Ich lass´ hier noch einmal die Sau raus 🐷


Ein Nachruf zum Tag des Schweins am 1. März 2020


Die Geschichte von dem saumäßig sparsamen schwäbischen Bauersmann,
der bei seinem armen Schwein das tägliche Futter einsparen wollte


Ein Bauer aus dem Schwabenland,
- für seine Sparsamkeit bekannt, -
wollt‘ eines Tages - schwer am Stöhnen -
dem Schwein das Futter abgewöhnen.

„Die Sau ist doch so dick und fett.
Wie schön wär‘s, wenn ich eine hätt',
die nur die Hälfte fressen tät.
Ab heut' setz‘ ich sie auf Diät.“

Von nun an gab’s die Hälfte Futter.
Und so war alles bald in Butter,
Das ging fast einen Monat lang,
dem Bauer wurd‘ davon nicht bang.

Doch eines Morgens war der Bauer
auf seine Sau doch ziemlich sauer:
„Sauerei!

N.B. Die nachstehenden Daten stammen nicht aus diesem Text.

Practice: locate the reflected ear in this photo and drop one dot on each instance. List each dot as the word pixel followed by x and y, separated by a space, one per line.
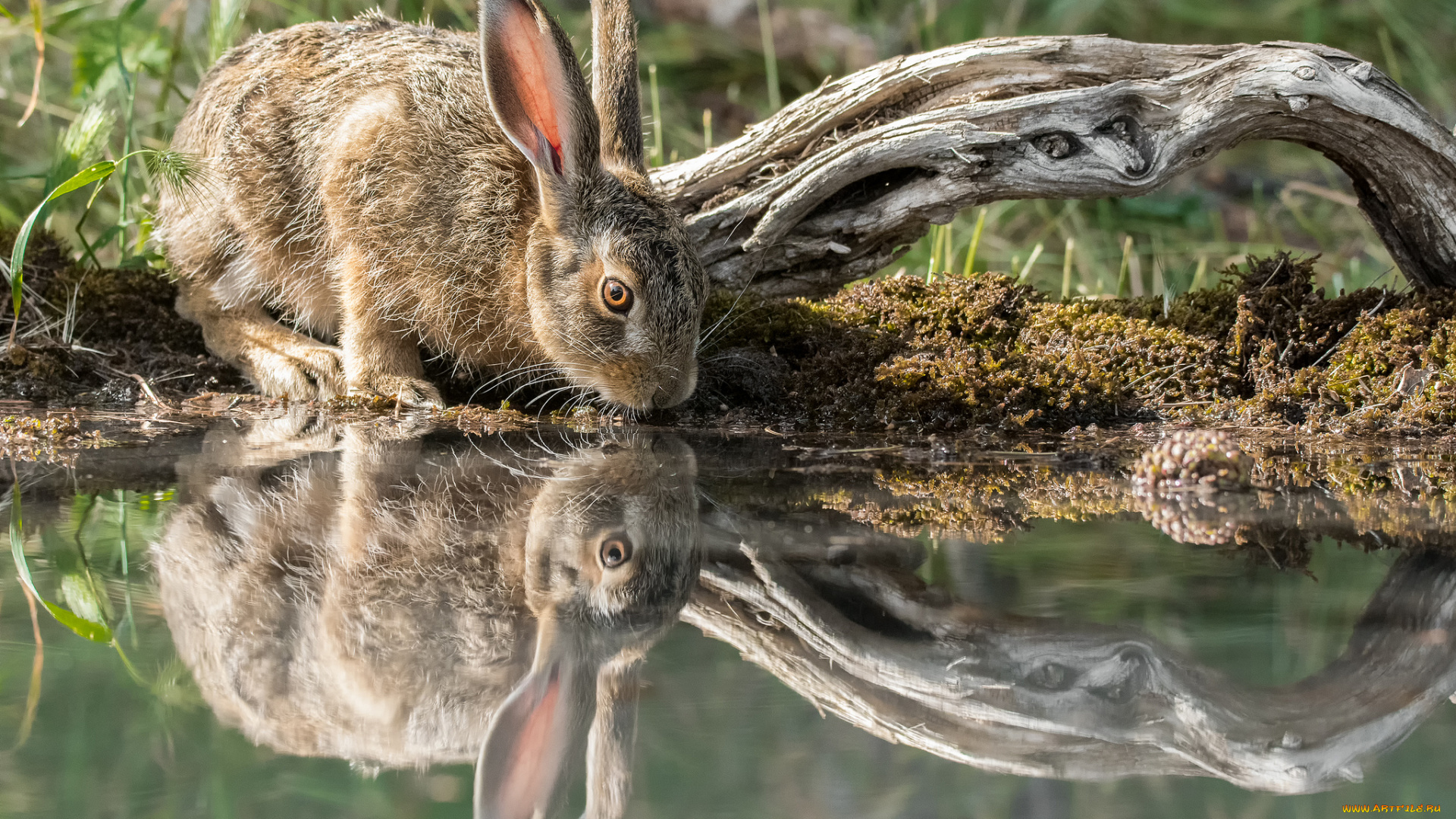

Fast hätt‘ ich‘s geschafft.
Der Tod hat sie hinweggerafft.“ *


text & foto © sifi 2015/2020


* Einer solch ausgesprochen gewählten Ausdrucksweise
bedient sich natürlich nur der ganz gemeine Poet.
Ein schwäbisches Bäuerlein sagt in diesem (Todes-)Fall:
„Sauerei, fascht hätt's geglabbt –
un grad jetz isch'se mer verreckt!“
(O-Ton Bauersmann)
 
🐷
 
Und noch ein kleiner Nachruf für die arme Sau,
die hier am 1. März 2020 zu Tode gekommen ist:


Der Haus-und Hoftierschutzverein PRO VIEH fordert:
N O T R U F - S Ä U L E
für Mastbetriebe und andere Schweinereien

Mit NOTRUF-SÄULE wär das nie passiert,
da wär die arme Sau hier nicht krepiert.